The F1 score and log loss are also discussed as performance metrics, with F1 score being the harmonic average of precision and recall, and log loss measuring the performance of a classifier with output probability values between 0 and 1.
import matplotlib.pyplot as plt
from sklearn.metrics import confusion_matrix
cm = confusion_matrix(y_test, y_pred)
# Plot confusion matrix and save figure
plt.figure(figsize=(8,6))
plt.title('Confusion Matrix for Logistic Regression Model')

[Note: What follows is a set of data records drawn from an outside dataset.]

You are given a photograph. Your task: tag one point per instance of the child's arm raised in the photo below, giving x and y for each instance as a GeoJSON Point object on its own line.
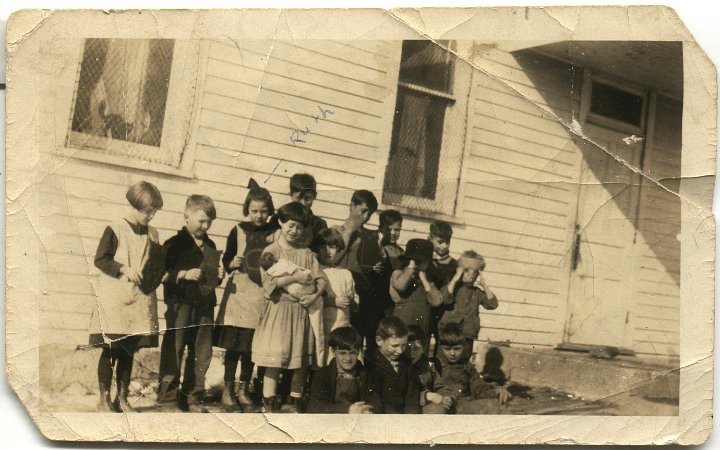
{"type": "Point", "coordinates": [434, 297]}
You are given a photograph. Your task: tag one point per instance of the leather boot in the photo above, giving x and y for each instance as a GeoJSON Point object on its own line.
{"type": "Point", "coordinates": [227, 401]}
{"type": "Point", "coordinates": [272, 404]}
{"type": "Point", "coordinates": [243, 397]}
{"type": "Point", "coordinates": [121, 404]}
{"type": "Point", "coordinates": [105, 403]}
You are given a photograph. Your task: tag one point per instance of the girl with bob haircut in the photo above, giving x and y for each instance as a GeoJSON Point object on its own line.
{"type": "Point", "coordinates": [284, 338]}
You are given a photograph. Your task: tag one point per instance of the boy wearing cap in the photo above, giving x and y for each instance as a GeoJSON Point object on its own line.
{"type": "Point", "coordinates": [469, 291]}
{"type": "Point", "coordinates": [411, 290]}
{"type": "Point", "coordinates": [303, 189]}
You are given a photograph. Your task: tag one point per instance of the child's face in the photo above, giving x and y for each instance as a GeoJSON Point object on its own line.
{"type": "Point", "coordinates": [361, 209]}
{"type": "Point", "coordinates": [453, 353]}
{"type": "Point", "coordinates": [305, 197]}
{"type": "Point", "coordinates": [441, 246]}
{"type": "Point", "coordinates": [417, 349]}
{"type": "Point", "coordinates": [346, 359]}
{"type": "Point", "coordinates": [391, 233]}
{"type": "Point", "coordinates": [292, 230]}
{"type": "Point", "coordinates": [470, 275]}
{"type": "Point", "coordinates": [258, 212]}
{"type": "Point", "coordinates": [392, 347]}
{"type": "Point", "coordinates": [144, 216]}
{"type": "Point", "coordinates": [327, 254]}
{"type": "Point", "coordinates": [197, 222]}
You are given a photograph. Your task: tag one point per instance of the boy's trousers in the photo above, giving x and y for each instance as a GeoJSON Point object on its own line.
{"type": "Point", "coordinates": [186, 326]}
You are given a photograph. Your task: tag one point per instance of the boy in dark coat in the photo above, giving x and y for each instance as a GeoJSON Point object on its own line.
{"type": "Point", "coordinates": [341, 387]}
{"type": "Point", "coordinates": [193, 274]}
{"type": "Point", "coordinates": [392, 377]}
{"type": "Point", "coordinates": [470, 393]}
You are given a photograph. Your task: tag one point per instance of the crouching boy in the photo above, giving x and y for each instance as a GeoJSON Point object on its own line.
{"type": "Point", "coordinates": [341, 386]}
{"type": "Point", "coordinates": [392, 377]}
{"type": "Point", "coordinates": [470, 393]}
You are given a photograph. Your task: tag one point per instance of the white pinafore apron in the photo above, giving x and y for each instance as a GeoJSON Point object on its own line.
{"type": "Point", "coordinates": [121, 308]}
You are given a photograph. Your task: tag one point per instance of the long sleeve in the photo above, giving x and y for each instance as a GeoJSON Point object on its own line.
{"type": "Point", "coordinates": [435, 298]}
{"type": "Point", "coordinates": [412, 395]}
{"type": "Point", "coordinates": [105, 254]}
{"type": "Point", "coordinates": [230, 250]}
{"type": "Point", "coordinates": [479, 388]}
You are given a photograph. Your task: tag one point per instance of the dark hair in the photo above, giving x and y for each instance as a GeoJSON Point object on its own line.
{"type": "Point", "coordinates": [143, 195]}
{"type": "Point", "coordinates": [294, 211]}
{"type": "Point", "coordinates": [441, 229]}
{"type": "Point", "coordinates": [391, 326]}
{"type": "Point", "coordinates": [329, 237]}
{"type": "Point", "coordinates": [389, 217]}
{"type": "Point", "coordinates": [267, 260]}
{"type": "Point", "coordinates": [367, 197]}
{"type": "Point", "coordinates": [416, 334]}
{"type": "Point", "coordinates": [201, 202]}
{"type": "Point", "coordinates": [451, 334]}
{"type": "Point", "coordinates": [302, 182]}
{"type": "Point", "coordinates": [345, 338]}
{"type": "Point", "coordinates": [258, 194]}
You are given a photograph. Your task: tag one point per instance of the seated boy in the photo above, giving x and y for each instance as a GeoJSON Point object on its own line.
{"type": "Point", "coordinates": [434, 396]}
{"type": "Point", "coordinates": [470, 393]}
{"type": "Point", "coordinates": [467, 296]}
{"type": "Point", "coordinates": [363, 257]}
{"type": "Point", "coordinates": [341, 386]}
{"type": "Point", "coordinates": [392, 380]}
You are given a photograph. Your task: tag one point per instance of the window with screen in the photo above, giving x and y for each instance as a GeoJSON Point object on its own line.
{"type": "Point", "coordinates": [423, 166]}
{"type": "Point", "coordinates": [122, 98]}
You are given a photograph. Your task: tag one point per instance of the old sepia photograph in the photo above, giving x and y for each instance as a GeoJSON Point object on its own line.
{"type": "Point", "coordinates": [250, 226]}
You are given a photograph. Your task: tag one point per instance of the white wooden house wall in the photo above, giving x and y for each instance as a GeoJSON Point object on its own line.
{"type": "Point", "coordinates": [518, 191]}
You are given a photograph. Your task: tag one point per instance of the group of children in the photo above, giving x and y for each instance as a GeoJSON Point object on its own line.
{"type": "Point", "coordinates": [297, 291]}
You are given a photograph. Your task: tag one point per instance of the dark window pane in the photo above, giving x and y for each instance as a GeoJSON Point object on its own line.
{"type": "Point", "coordinates": [614, 103]}
{"type": "Point", "coordinates": [427, 64]}
{"type": "Point", "coordinates": [122, 90]}
{"type": "Point", "coordinates": [415, 149]}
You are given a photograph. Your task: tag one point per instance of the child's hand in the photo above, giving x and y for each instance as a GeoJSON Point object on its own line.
{"type": "Point", "coordinates": [302, 277]}
{"type": "Point", "coordinates": [503, 394]}
{"type": "Point", "coordinates": [131, 274]}
{"type": "Point", "coordinates": [236, 263]}
{"type": "Point", "coordinates": [360, 408]}
{"type": "Point", "coordinates": [308, 300]}
{"type": "Point", "coordinates": [193, 275]}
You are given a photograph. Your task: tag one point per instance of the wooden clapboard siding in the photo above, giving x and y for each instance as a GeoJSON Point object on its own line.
{"type": "Point", "coordinates": [519, 205]}
{"type": "Point", "coordinates": [655, 324]}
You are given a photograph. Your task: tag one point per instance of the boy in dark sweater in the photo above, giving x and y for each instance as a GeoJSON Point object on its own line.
{"type": "Point", "coordinates": [342, 386]}
{"type": "Point", "coordinates": [471, 394]}
{"type": "Point", "coordinates": [194, 270]}
{"type": "Point", "coordinates": [392, 377]}
{"type": "Point", "coordinates": [469, 291]}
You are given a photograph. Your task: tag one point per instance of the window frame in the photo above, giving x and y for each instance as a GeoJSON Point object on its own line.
{"type": "Point", "coordinates": [591, 118]}
{"type": "Point", "coordinates": [456, 113]}
{"type": "Point", "coordinates": [180, 115]}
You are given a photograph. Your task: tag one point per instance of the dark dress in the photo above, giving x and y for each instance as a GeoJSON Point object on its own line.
{"type": "Point", "coordinates": [239, 338]}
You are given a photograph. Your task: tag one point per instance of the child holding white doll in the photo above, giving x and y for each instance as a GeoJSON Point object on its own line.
{"type": "Point", "coordinates": [243, 298]}
{"type": "Point", "coordinates": [284, 338]}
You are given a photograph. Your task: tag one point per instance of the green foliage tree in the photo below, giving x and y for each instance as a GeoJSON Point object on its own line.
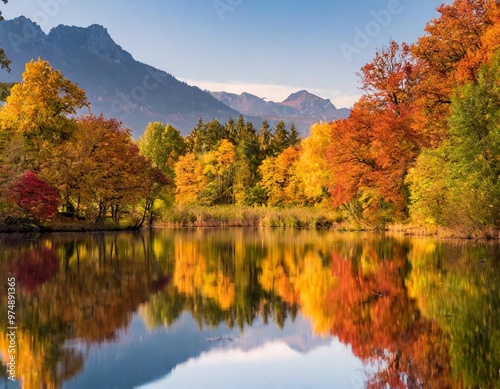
{"type": "Point", "coordinates": [4, 61]}
{"type": "Point", "coordinates": [474, 148]}
{"type": "Point", "coordinates": [162, 145]}
{"type": "Point", "coordinates": [294, 138]}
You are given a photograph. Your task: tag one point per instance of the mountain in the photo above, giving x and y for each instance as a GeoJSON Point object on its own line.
{"type": "Point", "coordinates": [302, 108]}
{"type": "Point", "coordinates": [116, 84]}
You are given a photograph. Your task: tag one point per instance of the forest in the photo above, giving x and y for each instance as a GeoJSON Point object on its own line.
{"type": "Point", "coordinates": [420, 147]}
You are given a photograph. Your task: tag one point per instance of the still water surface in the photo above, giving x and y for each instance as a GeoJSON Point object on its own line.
{"type": "Point", "coordinates": [245, 308]}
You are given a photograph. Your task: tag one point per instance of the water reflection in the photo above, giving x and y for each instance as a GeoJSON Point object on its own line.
{"type": "Point", "coordinates": [125, 310]}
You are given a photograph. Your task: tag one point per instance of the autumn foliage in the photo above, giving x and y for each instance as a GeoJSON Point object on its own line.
{"type": "Point", "coordinates": [35, 196]}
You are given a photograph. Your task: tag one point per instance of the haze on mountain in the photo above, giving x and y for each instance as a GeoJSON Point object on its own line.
{"type": "Point", "coordinates": [302, 108]}
{"type": "Point", "coordinates": [135, 93]}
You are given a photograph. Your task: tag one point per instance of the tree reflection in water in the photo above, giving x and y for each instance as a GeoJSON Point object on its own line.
{"type": "Point", "coordinates": [423, 312]}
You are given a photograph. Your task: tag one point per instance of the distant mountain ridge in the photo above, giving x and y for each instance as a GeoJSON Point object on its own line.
{"type": "Point", "coordinates": [116, 84]}
{"type": "Point", "coordinates": [300, 107]}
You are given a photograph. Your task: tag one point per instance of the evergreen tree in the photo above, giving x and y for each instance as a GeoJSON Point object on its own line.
{"type": "Point", "coordinates": [294, 137]}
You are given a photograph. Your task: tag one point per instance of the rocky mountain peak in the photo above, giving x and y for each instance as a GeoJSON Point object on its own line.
{"type": "Point", "coordinates": [94, 39]}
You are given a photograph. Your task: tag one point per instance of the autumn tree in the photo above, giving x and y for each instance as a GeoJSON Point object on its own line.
{"type": "Point", "coordinates": [279, 178]}
{"type": "Point", "coordinates": [457, 184]}
{"type": "Point", "coordinates": [162, 145]}
{"type": "Point", "coordinates": [294, 137]}
{"type": "Point", "coordinates": [4, 61]}
{"type": "Point", "coordinates": [247, 161]}
{"type": "Point", "coordinates": [189, 179]}
{"type": "Point", "coordinates": [280, 139]}
{"type": "Point", "coordinates": [450, 53]}
{"type": "Point", "coordinates": [373, 149]}
{"type": "Point", "coordinates": [219, 172]}
{"type": "Point", "coordinates": [312, 169]}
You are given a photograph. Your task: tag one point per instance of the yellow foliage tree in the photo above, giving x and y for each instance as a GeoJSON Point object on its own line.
{"type": "Point", "coordinates": [189, 179]}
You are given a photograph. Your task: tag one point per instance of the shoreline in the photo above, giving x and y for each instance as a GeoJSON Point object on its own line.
{"type": "Point", "coordinates": [249, 217]}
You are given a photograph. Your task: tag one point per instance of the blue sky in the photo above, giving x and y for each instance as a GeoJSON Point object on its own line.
{"type": "Point", "coordinates": [267, 47]}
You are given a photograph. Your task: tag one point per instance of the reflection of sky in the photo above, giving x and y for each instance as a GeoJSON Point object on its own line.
{"type": "Point", "coordinates": [273, 365]}
{"type": "Point", "coordinates": [183, 356]}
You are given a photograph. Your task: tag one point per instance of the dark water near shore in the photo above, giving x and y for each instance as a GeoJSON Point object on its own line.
{"type": "Point", "coordinates": [226, 308]}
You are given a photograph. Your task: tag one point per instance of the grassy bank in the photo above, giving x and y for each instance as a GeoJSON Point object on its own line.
{"type": "Point", "coordinates": [233, 216]}
{"type": "Point", "coordinates": [58, 224]}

plt.imshow(cm, cmap='Blues')
plt.xticks([0,1], [0,1])
plt.yticks([0,1], [0,1])
plt.ylabel('True Label')
plt.xlabel('Predicted Label')
plt.savefig('confusion_matrix.png')
Conclusion
The logistic regression model shows reasonable accuracy in predicting customer churn. The model's strengths and limitations are reflected in the precision and recall scores for both classes. The high precision in predicting non-churn customers and the good recall in predicting churn customers suggest the model is useful for the company's objective to retain customers. However, the lower precision for churn predictions indicates room for improvement, possibly through more detailed feature engineering or alternative modeling techniques.